Paper No. 225-1
Presentation Time: 9:00 AM-6:30 PM
AFTER THE GREAT OXIDATION EVENT: δ13C, δ15N, δ34S, AND I/CA RECORDS FROM THE FRANCEVILLE BASIN, GABON
Investigation of isotopic signatures in organic matter and pyrite of the Franceville Basin, Gabon (2.1 Ga) was conducted to better constrain changes in redox conditions and biogeochemical cycling after the Great Oxidation Event (GOE). Paleoproterozoic sediments record the protracted history of rising and fluctuating O2 over hundreds of millions of years following the GOE. Marine sediments of the Franceville Basin are only lightly metamorphosed, and their geochemistry may thus reveal unique insights into environmental and metabolic conditions during this transition. We analyzed several biologically mediated redox proxies preserved in sedimentary carbonates from the Franceville Basin, including δ34S values of pyrite, δ13C and δ15N values of bulk organic matter and kerogens, and I/Ca ratios. Consistent with independent reports of an excursion in δ13Corg in the Franceville Basin and elsewhere, we found ~20‰ stratigraphic variation in δ13Corg with depleted values ranging from -25.4 to -45.6 ‰ VPDB. There is little covariation between our δ13Corg data and the δ13Ccarb values previously reported by Préat et al., 2011. The difference between δ13Corg and δ13Ccarb of the same sample ranges from 26 to 50‰. δ15N values of bulk organic matter range from -6 to +6 ‰, a wider distribution of values than previously reported for the Franceville Basin and more negative than values reported for the similarly aged Onega Basin in Fennoscandia.
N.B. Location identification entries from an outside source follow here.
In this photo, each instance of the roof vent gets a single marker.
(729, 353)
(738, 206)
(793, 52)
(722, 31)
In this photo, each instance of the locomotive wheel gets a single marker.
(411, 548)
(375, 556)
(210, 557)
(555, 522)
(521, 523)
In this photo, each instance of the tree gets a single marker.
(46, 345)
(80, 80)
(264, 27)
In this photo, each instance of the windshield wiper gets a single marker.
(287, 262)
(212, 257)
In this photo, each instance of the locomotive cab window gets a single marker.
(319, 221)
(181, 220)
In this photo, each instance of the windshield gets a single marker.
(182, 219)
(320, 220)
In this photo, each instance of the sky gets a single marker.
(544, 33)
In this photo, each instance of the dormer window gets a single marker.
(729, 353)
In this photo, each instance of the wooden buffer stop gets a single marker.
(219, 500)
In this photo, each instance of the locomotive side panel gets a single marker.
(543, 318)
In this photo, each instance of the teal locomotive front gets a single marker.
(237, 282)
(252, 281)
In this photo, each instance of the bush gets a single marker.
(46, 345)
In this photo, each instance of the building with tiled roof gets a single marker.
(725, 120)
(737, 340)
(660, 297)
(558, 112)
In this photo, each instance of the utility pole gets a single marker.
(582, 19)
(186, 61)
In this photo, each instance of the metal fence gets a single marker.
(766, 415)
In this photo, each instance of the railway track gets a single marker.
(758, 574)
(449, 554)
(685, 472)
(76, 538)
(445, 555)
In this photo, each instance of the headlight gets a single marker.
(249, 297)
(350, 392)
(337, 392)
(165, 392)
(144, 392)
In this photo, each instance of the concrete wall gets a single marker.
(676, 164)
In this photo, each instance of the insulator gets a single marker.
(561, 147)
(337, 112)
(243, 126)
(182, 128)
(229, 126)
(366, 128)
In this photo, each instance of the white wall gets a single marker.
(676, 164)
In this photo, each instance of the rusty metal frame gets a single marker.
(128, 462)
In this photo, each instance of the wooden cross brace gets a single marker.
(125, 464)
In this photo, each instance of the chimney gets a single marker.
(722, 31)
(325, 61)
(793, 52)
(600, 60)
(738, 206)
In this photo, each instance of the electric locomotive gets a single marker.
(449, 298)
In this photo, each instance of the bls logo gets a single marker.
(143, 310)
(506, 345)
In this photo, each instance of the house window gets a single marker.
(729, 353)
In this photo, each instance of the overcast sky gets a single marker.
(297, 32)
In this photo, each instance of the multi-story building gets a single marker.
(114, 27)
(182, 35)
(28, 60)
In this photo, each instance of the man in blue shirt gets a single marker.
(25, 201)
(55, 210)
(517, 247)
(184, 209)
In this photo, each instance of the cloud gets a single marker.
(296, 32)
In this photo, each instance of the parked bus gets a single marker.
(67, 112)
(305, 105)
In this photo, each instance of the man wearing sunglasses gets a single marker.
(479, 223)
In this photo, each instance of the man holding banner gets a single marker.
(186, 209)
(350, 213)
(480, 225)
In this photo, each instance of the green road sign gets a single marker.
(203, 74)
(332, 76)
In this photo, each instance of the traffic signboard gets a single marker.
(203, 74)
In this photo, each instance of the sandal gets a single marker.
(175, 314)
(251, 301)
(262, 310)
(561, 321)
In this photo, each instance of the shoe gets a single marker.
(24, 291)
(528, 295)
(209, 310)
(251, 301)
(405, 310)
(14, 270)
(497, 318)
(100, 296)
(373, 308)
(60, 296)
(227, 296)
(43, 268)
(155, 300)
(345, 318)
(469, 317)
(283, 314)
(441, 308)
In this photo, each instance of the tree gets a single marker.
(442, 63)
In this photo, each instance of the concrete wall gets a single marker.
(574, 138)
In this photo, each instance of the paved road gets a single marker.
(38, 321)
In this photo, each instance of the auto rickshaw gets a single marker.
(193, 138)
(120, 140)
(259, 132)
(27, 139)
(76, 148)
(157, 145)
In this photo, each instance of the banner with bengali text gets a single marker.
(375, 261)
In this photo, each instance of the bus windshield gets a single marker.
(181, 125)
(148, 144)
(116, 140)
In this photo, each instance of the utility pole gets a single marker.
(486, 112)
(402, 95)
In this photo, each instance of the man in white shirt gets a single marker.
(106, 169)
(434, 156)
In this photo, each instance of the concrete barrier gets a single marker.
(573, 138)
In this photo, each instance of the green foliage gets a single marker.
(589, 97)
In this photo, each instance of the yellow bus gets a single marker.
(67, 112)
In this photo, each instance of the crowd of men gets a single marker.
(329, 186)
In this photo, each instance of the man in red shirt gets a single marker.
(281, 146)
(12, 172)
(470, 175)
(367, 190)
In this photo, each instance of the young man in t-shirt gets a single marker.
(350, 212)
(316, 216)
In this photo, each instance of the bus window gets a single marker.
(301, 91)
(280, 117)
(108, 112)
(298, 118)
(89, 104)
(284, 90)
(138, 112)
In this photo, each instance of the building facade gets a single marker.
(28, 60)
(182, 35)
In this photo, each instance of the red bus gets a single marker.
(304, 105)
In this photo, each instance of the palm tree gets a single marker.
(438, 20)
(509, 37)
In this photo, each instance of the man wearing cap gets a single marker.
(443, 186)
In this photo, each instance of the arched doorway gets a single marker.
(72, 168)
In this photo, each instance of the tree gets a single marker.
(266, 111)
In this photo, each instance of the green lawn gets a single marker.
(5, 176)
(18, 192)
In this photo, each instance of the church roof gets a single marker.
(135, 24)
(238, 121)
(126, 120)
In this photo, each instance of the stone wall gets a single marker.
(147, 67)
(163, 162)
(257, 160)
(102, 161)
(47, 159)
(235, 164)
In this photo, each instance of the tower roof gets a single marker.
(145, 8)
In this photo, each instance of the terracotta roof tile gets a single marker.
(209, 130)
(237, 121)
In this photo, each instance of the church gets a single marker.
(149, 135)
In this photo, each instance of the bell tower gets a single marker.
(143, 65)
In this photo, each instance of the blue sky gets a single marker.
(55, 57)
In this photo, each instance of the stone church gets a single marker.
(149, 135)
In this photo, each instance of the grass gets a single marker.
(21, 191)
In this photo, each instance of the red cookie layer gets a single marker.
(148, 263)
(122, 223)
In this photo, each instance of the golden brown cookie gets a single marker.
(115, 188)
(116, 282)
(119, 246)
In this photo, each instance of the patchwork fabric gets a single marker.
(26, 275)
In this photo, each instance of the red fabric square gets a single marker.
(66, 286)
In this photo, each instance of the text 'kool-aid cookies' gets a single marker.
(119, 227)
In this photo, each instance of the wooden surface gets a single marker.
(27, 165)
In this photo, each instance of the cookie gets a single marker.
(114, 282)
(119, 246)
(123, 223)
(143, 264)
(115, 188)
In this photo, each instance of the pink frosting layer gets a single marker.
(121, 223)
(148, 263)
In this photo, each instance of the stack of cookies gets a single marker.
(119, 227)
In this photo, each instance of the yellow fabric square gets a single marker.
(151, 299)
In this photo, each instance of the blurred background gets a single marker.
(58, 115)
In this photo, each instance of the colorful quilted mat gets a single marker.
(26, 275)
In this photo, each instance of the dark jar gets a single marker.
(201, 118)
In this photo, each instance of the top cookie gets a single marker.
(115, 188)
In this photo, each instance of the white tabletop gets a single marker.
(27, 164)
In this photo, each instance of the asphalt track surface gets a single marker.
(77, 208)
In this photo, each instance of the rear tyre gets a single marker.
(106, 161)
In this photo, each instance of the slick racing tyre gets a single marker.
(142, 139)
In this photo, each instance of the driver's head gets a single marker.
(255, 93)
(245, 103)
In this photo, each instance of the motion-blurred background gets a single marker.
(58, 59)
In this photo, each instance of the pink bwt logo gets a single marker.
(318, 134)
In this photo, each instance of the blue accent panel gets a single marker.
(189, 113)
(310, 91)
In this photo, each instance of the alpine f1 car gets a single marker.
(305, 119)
We extracted pyrite using the chromium reduction method. δ34S values of pyrite are highly enriched, ranging from +14.3 to +57.8 ‰ VCDT, consistent with a small marine sulfate reservoir or with Rayleigh-type distillation in a closed system. I/Ca ratios range from near zero to near Phanerozoic levels and are consistent with the presence of iodate. Currently the Franceville Basin rocks are divided into five units according to lithostratigraphic differences rather than time-bound divisions. We hope the work reported here will help strengthen the isotope stratigraphy of the Franceville Basin so that changes in different parts of the basin may be more easily correlated with each other and with geochemical archives in other parts of the world.